Meaning of "Outstanding"

Every Trust Unit created, issued, certified and delivered hereunder shall be deemed to be outstanding until it shall be cancelled or delivered to the Trustee for cancellation provided that when a new Certificate has been issued in substitution for a Certificate which has been lost, stolen or destroyed, only one of such Certificates shall be counted for the purpose of determining the number of Trust Units outstanding.  
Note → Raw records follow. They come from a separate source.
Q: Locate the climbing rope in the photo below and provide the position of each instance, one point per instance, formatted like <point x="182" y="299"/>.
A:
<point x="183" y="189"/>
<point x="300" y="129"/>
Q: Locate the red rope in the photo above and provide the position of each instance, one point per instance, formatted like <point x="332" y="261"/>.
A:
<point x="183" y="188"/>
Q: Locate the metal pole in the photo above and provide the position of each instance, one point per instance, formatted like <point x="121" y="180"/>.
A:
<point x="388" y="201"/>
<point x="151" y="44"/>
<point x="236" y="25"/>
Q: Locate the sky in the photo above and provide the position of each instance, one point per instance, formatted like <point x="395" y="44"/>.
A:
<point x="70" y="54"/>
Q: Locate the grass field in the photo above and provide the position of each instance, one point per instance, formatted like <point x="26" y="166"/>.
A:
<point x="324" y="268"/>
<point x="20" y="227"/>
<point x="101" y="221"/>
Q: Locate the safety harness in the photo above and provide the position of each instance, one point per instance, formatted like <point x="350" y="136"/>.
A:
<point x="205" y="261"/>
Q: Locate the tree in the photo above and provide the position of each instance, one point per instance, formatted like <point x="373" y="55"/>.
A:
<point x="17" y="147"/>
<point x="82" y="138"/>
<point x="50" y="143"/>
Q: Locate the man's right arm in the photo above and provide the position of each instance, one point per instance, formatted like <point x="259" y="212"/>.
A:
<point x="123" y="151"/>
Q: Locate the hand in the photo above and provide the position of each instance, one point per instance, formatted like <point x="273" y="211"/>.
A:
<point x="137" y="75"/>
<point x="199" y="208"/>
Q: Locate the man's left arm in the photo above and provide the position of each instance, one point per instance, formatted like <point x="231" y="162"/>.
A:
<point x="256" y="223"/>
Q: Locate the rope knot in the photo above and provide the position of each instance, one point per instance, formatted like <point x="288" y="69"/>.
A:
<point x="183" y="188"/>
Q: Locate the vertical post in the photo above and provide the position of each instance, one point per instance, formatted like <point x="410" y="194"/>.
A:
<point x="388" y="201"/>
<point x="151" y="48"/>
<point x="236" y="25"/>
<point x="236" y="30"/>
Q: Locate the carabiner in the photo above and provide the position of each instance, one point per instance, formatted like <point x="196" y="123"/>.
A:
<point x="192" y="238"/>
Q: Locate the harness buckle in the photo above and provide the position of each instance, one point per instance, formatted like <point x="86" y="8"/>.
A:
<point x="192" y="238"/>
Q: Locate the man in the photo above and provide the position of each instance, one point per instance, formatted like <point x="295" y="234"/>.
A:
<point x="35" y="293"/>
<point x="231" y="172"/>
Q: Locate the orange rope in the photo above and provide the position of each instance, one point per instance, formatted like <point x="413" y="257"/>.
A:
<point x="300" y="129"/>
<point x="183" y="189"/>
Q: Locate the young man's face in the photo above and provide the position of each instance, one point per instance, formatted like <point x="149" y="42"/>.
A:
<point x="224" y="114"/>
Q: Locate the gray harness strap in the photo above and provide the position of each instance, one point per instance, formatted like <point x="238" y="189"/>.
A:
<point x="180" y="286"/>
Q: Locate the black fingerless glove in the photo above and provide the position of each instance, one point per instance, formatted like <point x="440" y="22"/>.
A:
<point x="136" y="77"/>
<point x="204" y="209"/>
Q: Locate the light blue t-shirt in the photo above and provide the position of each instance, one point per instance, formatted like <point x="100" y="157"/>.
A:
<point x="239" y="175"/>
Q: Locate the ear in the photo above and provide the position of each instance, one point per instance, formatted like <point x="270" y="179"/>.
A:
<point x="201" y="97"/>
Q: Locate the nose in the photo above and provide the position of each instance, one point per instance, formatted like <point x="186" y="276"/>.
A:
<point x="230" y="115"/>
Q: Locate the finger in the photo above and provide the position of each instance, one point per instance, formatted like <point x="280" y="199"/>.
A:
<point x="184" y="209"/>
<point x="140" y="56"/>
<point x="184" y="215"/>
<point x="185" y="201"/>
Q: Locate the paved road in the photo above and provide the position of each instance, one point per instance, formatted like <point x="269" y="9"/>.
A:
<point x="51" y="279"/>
For the purposes of any provision of this Indenture or any Material Contract entitling holders of outstanding Trust Units to vote, sign consents, requisitions or other instruments or take any other action under this Indenture or any Material Contract, Trust Units owned directly or indirectly, legally or equitably, by the Corporation or any Affiliate thereof shall be disregarded except that for the purpose of determining whether the Trustee shall be protected in relying on any such vote, consent, requisition or other instrument or action, only the Trust Units which the Trustee knows are so owned shall be so disregarded.

1.3

Income Tax Act

In this Indenture, any reference to the Tax Act shall refer to the Income Tax Act, Revised Statutes of Canada 1985, Chapter 1 (5th Supplement) and the Income Tax Regulations as amended from time to time applicable with respect thereto.  Any reference herein to a particular provision of the Tax Act shall include a reference to that provision as it may be renumbered or amended from time to time.  Where there are proposals for amendments to the Tax Act which have not been enacted into law or proclaimed into force on or before the date on which such proposals are to become effective, the Trustee may take such proposals into consideration and apply the provisions hereof as if such proposals had been enacted into law and proclaimed into force.

1.4

Headings

The division of this Indenture into articles and sections, subsections, clauses, subclauses and paragraphs and the provision of headings is for convenience of reference only and shall not affect the construction or interpretation of this Indenture.

1.5

Construction of Terms

Words importing the singular number only shall include the plural, and vice versa, and words importing gender shall include the masculine, feminine and neuter genders.  References in this Indenture to "this Trust Indenture", "this Indenture", "hereto", "herein", "hereof", "hereby", "hereunder" and similar expressions shall be deemed to refer to this instrument and not to any particular Article, Section or portion hereof, and include any and every instrument supplemental or ancillary hereto or in implementation hereof.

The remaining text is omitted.